On the already dark road a car with a local tourist group on the way to the gas crater appeared and stopped at our sight. Deciding that Peter would be better off riding the bike alone, Claudia got into the car and joined the group for the last kilometres. The atmosphere in the car was great. Everyone was having a good time. Seeing the gas crater for the first time was truly impressive.
Soon Emmanuel, Peter and the local also reached the Door to Hell. We all were really excited that we finally made it. Near the burning hole there was a yurt where we celebrated our success. For a while we just sat there and looked at the since more than 40 years continuously burning flames.
Later in the night we met a group of locals at the gas crater. Standing a few meters next to it was already quite warm so we were surprised to hear that one of them planned to climb into the hole on the next day. Let`s see, we thought and went to sleep in our sleeping bags outside the yurt dreaming of the burning flames.
The next day didn`t start well because Emmanuel found out that some of his money was missing. When he asked the people from the yurt, they suddenly didn`t understand the English language anymore. We learned for the future to lock away our money securely even if we just go away for a short time.
Stepping into the flames
In the distance we could already see people standing around the burning crater. When we arrived we saw the group from the day before really preparing for climbing down into the flames without any kind of professional equipment. After they had secured the rope on their car the man started going down into the heat. As he was descending further he was standing amidst the flames. The heat had to be unbearable and as soon as he was fully down the others started pulling him up again. The three of us watched fascinated as he came up again looking exhausted and in pain. The others immediately put some spray on his hands that should help against the burns.
We learned that for Turkmen citizen there are not many options for travelling or exploring different countries. In their free time they love to do some crazy things in their own country.

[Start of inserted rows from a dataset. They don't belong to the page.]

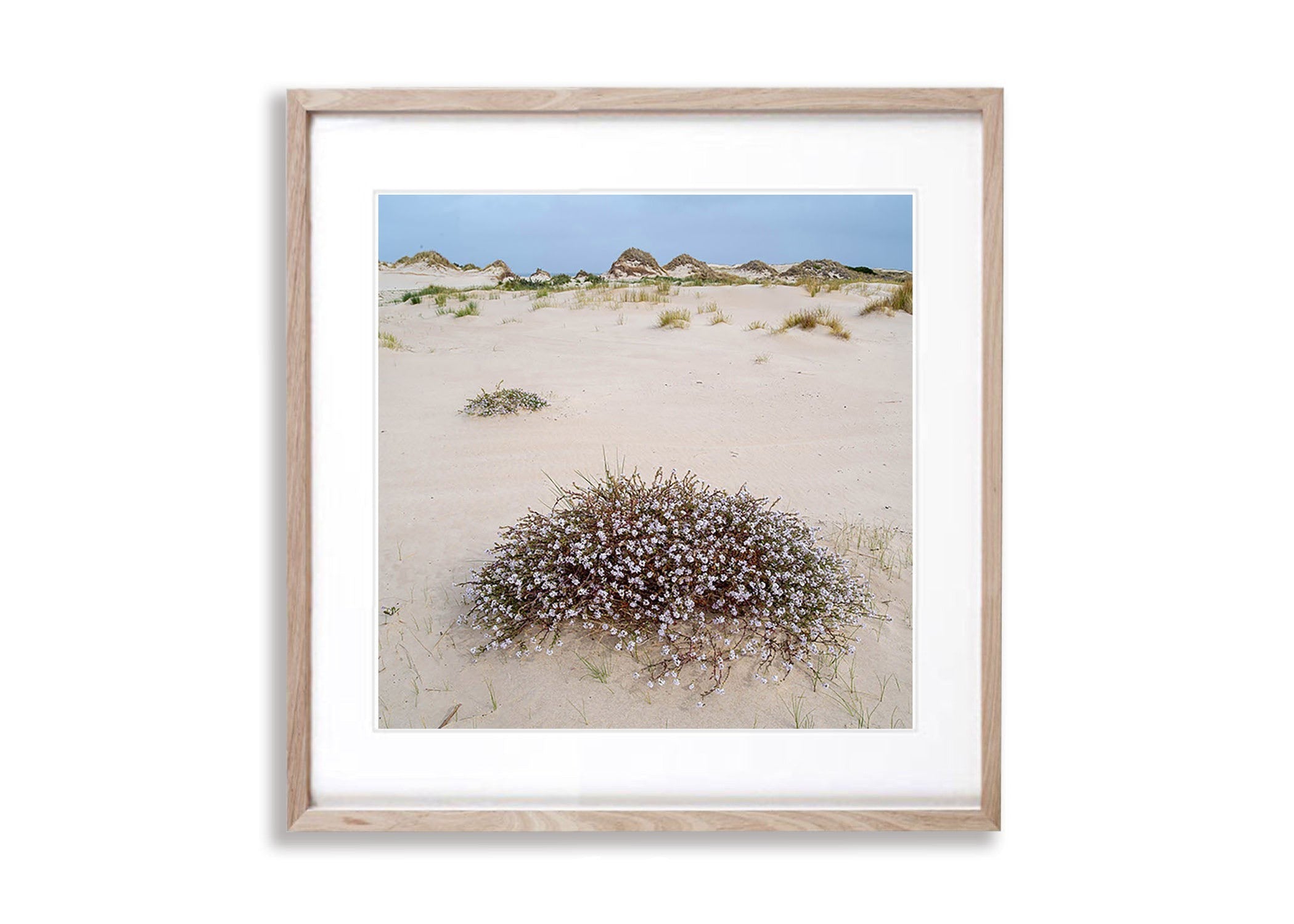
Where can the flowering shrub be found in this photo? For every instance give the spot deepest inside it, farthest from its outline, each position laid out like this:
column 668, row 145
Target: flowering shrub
column 504, row 401
column 674, row 574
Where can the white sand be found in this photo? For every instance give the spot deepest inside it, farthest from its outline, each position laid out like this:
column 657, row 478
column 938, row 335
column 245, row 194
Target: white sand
column 825, row 425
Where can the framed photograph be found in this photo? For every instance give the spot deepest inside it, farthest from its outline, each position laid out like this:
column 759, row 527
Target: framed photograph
column 645, row 460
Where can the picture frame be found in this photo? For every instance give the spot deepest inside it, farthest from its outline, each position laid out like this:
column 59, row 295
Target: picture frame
column 307, row 105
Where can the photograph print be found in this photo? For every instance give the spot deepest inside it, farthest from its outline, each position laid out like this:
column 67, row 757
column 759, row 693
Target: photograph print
column 645, row 461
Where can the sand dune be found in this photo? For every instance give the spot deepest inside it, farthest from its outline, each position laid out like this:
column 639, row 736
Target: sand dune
column 824, row 423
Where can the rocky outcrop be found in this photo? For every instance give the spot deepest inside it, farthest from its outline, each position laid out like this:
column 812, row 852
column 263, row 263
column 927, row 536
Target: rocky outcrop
column 426, row 258
column 687, row 267
column 634, row 264
column 819, row 269
column 501, row 271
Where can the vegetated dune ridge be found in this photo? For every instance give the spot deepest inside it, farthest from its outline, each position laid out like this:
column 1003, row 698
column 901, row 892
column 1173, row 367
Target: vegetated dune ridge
column 819, row 422
column 430, row 268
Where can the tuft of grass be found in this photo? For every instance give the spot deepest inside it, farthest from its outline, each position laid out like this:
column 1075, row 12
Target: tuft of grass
column 801, row 718
column 885, row 548
column 898, row 300
column 597, row 672
column 674, row 317
column 416, row 296
column 504, row 401
column 808, row 320
column 637, row 295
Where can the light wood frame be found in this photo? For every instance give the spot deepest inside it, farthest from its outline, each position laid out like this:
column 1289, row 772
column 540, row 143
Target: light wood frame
column 302, row 107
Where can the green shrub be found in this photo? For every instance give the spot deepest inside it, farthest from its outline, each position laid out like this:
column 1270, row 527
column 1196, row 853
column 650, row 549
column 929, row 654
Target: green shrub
column 504, row 401
column 686, row 579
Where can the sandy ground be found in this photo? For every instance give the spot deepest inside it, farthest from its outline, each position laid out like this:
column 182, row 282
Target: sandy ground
column 822, row 423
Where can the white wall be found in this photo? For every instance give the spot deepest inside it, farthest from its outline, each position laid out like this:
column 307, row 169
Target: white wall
column 1148, row 457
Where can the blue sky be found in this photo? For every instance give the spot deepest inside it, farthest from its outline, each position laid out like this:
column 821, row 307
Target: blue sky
column 567, row 233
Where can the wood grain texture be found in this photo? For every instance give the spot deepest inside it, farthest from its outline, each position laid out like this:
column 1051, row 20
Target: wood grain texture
column 990, row 605
column 326, row 819
column 298, row 460
column 638, row 100
column 301, row 107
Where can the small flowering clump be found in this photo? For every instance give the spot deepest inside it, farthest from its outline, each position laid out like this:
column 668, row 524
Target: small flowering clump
column 673, row 573
column 504, row 401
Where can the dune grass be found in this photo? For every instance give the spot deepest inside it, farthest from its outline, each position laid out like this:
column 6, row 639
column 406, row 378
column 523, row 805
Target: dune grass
column 637, row 295
column 504, row 401
column 893, row 301
column 818, row 317
column 426, row 290
column 674, row 317
column 596, row 671
column 884, row 548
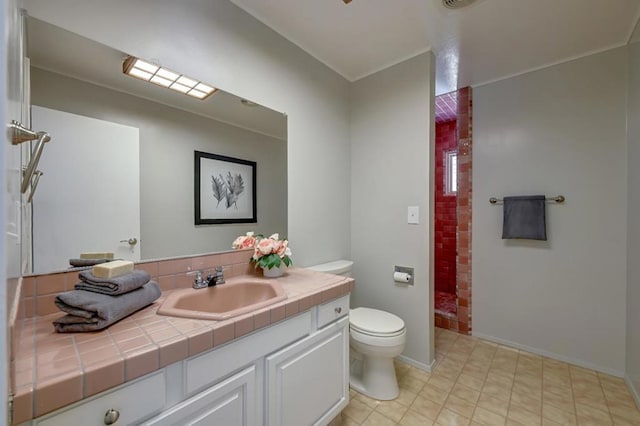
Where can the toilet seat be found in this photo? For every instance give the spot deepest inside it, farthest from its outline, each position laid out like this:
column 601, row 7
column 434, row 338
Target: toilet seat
column 375, row 323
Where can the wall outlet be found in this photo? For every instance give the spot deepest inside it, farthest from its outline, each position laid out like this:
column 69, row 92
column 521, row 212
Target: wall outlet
column 413, row 215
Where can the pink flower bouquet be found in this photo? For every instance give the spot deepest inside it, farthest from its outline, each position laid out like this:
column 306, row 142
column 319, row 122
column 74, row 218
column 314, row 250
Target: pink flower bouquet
column 268, row 253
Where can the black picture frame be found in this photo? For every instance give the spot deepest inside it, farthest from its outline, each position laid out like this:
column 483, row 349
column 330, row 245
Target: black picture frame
column 224, row 189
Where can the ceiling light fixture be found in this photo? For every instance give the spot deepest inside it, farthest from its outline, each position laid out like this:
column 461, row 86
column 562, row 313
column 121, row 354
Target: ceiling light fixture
column 456, row 4
column 144, row 70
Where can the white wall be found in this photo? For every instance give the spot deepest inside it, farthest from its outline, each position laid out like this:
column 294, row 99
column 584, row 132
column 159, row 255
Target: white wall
column 392, row 145
column 168, row 138
column 633, row 217
column 215, row 41
column 560, row 130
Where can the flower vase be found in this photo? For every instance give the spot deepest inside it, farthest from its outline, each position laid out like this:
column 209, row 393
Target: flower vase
column 274, row 272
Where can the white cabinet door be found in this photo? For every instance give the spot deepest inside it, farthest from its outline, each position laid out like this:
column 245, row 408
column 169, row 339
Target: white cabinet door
column 229, row 403
column 308, row 382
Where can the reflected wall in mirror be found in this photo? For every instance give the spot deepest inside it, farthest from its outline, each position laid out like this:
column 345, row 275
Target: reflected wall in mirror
column 76, row 80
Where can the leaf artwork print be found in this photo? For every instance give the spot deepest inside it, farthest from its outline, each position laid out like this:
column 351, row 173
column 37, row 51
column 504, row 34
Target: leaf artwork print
column 228, row 189
column 219, row 189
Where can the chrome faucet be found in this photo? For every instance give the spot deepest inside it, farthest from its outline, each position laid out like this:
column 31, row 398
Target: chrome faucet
column 198, row 282
column 217, row 278
column 210, row 281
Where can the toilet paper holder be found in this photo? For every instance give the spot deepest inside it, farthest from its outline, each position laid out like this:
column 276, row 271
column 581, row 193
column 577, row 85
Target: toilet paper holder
column 403, row 274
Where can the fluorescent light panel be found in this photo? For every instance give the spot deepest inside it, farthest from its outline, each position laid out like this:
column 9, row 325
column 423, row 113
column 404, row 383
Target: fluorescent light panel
column 147, row 71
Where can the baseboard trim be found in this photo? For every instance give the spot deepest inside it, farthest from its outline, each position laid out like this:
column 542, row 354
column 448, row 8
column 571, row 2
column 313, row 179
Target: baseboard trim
column 634, row 392
column 548, row 354
column 422, row 366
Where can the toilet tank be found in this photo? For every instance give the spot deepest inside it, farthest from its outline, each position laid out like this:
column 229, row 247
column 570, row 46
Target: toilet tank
column 337, row 267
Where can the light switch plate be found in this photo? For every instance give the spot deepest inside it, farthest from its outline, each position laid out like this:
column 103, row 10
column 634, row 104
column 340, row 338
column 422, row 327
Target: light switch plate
column 413, row 215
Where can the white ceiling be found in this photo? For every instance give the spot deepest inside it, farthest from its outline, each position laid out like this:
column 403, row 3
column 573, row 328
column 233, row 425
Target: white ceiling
column 486, row 41
column 56, row 49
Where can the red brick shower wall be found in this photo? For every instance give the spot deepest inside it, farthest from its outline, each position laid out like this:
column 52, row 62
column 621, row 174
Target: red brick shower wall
column 445, row 212
column 465, row 186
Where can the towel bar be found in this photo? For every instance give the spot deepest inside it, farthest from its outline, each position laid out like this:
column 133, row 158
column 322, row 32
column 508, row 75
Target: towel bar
column 558, row 199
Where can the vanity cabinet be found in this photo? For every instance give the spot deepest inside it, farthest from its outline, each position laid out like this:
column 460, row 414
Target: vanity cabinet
column 130, row 404
column 307, row 382
column 294, row 372
column 230, row 402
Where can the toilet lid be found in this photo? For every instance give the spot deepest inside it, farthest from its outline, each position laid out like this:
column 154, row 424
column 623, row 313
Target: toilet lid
column 373, row 321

The way back to the main road was much easier because Claudia was sitting in the back of the small local`s bike and Peter was riding behind them. Going behind a local in this area is the best idea because they know exactly which route to take. We managed to reach the main road without falling and continued our way through the country. We were riding for hours on the completely straight road. It was getting hotter every minute but there was just sand on both sides of the road. Sitting in the shade of our motorcycle next to our hot engine was still better than the heat of the sun.

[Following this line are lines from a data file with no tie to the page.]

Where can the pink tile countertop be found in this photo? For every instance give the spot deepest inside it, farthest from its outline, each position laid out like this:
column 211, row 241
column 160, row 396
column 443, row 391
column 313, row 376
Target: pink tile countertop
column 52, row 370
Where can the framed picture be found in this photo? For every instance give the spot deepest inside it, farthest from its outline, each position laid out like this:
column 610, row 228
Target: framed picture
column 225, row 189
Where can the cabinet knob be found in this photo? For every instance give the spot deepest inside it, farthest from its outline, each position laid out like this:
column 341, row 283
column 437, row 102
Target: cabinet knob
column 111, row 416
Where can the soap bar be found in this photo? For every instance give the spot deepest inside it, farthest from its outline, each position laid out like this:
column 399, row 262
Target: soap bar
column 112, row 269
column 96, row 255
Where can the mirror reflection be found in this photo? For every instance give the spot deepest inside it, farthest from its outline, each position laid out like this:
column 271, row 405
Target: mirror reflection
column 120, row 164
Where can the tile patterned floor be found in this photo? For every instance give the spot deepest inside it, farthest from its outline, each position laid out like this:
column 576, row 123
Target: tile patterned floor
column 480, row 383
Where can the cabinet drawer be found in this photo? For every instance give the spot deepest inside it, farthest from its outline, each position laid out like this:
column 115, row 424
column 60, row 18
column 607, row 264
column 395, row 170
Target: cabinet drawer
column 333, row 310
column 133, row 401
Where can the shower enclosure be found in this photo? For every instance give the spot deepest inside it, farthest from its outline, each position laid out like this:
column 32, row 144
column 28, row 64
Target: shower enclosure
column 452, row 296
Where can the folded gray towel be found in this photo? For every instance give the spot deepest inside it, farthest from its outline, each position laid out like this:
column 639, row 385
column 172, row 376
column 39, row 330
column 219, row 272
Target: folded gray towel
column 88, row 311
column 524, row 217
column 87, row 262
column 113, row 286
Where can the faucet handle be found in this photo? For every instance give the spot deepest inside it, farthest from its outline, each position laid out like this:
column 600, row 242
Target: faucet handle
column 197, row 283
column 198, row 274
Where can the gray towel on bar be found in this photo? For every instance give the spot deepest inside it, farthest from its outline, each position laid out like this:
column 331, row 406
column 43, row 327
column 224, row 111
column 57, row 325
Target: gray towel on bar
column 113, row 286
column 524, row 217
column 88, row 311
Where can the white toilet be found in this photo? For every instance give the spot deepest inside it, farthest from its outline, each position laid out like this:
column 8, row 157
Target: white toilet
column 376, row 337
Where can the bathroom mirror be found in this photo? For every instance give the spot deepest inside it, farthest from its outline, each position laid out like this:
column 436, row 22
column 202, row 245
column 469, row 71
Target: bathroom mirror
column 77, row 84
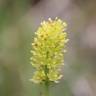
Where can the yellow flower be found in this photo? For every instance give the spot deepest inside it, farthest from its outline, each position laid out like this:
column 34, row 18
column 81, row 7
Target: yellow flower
column 48, row 50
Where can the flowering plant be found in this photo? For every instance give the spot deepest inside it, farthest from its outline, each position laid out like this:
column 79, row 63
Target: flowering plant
column 48, row 51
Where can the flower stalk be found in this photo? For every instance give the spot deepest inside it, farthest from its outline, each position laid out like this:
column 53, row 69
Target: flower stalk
column 48, row 51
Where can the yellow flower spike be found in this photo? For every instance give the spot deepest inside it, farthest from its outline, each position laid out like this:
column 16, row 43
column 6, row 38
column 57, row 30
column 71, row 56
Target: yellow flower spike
column 48, row 50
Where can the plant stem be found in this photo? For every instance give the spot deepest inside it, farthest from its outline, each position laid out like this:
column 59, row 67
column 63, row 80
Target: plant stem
column 46, row 89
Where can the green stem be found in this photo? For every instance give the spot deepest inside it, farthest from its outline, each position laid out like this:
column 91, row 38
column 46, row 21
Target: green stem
column 46, row 89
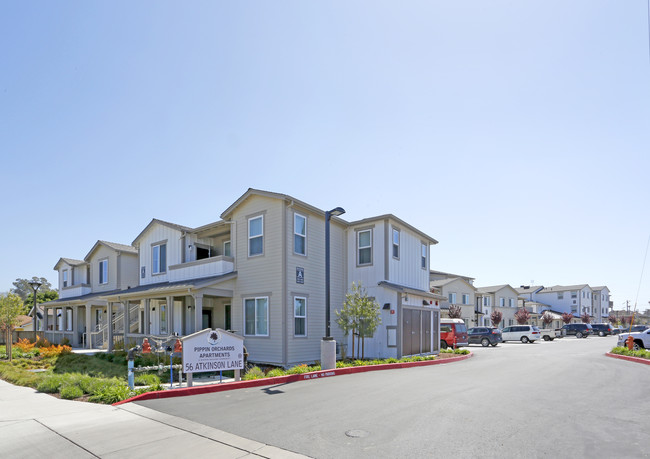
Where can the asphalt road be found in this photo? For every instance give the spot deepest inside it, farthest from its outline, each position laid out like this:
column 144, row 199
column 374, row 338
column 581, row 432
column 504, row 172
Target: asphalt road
column 546, row 399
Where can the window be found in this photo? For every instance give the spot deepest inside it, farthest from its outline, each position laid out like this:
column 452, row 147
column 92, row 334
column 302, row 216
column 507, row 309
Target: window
column 256, row 236
column 300, row 316
column 395, row 243
column 299, row 234
column 424, row 257
column 364, row 247
column 159, row 258
column 256, row 316
column 103, row 272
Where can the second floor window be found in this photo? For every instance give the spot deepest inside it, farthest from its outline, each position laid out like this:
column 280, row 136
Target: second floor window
column 256, row 236
column 364, row 244
column 299, row 234
column 159, row 258
column 103, row 272
column 395, row 243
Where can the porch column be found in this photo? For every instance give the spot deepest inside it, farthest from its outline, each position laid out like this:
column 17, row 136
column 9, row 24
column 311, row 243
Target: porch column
column 89, row 324
column 75, row 327
column 126, row 321
column 109, row 326
column 147, row 317
column 170, row 315
column 198, row 312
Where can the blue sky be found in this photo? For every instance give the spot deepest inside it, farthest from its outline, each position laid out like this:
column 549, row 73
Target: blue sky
column 515, row 133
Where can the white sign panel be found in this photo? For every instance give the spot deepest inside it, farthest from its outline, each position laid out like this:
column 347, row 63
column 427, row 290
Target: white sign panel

After hours of riding we finally reached a gas station. There we found a cool room with mattresses. After having some food we fell asleep immediately. When applying for the visa we had to tell the exact route we planned to take. Emmanuel had to exit in Kunya-Urgench whereas our exit point was Daşoguz. At that place we had to say goodbye to Emmanuel. It was great riding with him.

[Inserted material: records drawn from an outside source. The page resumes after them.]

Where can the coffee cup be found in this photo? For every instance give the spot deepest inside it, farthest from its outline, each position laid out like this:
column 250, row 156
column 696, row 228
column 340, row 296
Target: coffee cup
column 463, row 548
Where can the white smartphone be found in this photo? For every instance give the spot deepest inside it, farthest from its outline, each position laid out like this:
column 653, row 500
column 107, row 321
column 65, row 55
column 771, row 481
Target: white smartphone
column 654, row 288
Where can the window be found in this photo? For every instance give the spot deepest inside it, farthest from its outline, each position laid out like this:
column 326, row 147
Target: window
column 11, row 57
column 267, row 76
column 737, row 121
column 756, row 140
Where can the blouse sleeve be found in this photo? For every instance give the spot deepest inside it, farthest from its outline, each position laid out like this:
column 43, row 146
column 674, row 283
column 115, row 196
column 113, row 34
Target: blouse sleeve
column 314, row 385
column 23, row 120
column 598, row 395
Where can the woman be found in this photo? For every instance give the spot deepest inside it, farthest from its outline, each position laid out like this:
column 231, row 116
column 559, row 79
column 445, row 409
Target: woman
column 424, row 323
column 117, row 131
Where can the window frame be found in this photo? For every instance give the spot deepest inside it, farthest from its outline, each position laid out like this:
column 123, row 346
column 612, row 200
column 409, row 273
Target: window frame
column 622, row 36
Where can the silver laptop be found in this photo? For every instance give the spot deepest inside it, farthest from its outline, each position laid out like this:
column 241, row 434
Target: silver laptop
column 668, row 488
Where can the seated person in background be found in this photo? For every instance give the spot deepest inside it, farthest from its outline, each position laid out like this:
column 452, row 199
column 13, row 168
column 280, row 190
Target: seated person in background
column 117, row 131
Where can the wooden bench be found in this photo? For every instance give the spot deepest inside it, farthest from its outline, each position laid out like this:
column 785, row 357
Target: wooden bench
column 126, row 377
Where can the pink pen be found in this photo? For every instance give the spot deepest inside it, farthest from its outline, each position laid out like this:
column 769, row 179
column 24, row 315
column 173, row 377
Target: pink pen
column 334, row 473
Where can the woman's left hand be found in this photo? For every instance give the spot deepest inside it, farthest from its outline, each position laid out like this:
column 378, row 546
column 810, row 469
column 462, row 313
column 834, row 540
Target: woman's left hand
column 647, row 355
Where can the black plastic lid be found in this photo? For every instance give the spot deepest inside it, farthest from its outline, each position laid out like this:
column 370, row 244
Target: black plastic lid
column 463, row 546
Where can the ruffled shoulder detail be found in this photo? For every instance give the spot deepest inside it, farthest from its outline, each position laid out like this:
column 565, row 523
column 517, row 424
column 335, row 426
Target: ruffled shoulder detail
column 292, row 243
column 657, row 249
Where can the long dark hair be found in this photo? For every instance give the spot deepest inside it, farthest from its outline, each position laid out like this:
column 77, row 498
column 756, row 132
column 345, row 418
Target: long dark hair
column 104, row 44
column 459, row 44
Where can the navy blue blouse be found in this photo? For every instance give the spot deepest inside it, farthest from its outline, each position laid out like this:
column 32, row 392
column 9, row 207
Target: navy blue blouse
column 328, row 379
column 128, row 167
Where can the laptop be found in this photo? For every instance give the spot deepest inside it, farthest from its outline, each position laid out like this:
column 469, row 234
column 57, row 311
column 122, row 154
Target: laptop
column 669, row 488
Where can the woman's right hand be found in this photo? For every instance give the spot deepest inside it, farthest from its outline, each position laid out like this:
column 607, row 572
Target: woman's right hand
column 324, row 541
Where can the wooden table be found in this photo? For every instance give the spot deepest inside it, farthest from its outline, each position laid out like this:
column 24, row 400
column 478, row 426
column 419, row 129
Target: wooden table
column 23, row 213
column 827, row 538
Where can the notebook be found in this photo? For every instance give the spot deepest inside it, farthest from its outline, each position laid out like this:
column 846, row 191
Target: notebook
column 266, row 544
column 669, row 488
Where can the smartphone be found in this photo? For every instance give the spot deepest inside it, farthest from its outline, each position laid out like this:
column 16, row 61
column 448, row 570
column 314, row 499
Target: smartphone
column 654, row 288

We spent the last night in Turkmenistan in Daşoguz where we met Didier Martin, another motorcyclist from France, who just came back from riding in Afghanistan. We listened attentively to his stories. He also rode his bike twice through Africa and had already travelled most parts of the world. The next morning at breakfast we were the only ones sitting there except for a local guy sitting a few tables away. He kept looking at us strangely and we had again that feeling of being watched. On our way to the border we also noticed the same car following us around everywhere we went. The border crossing to Uzbekistan was quicker than expected. Although riding in Turkmenistan was an amazing experience, we didn`t like the feeling of being watched all the time. It would have been interesting to find out more about the country and spend more time with locals.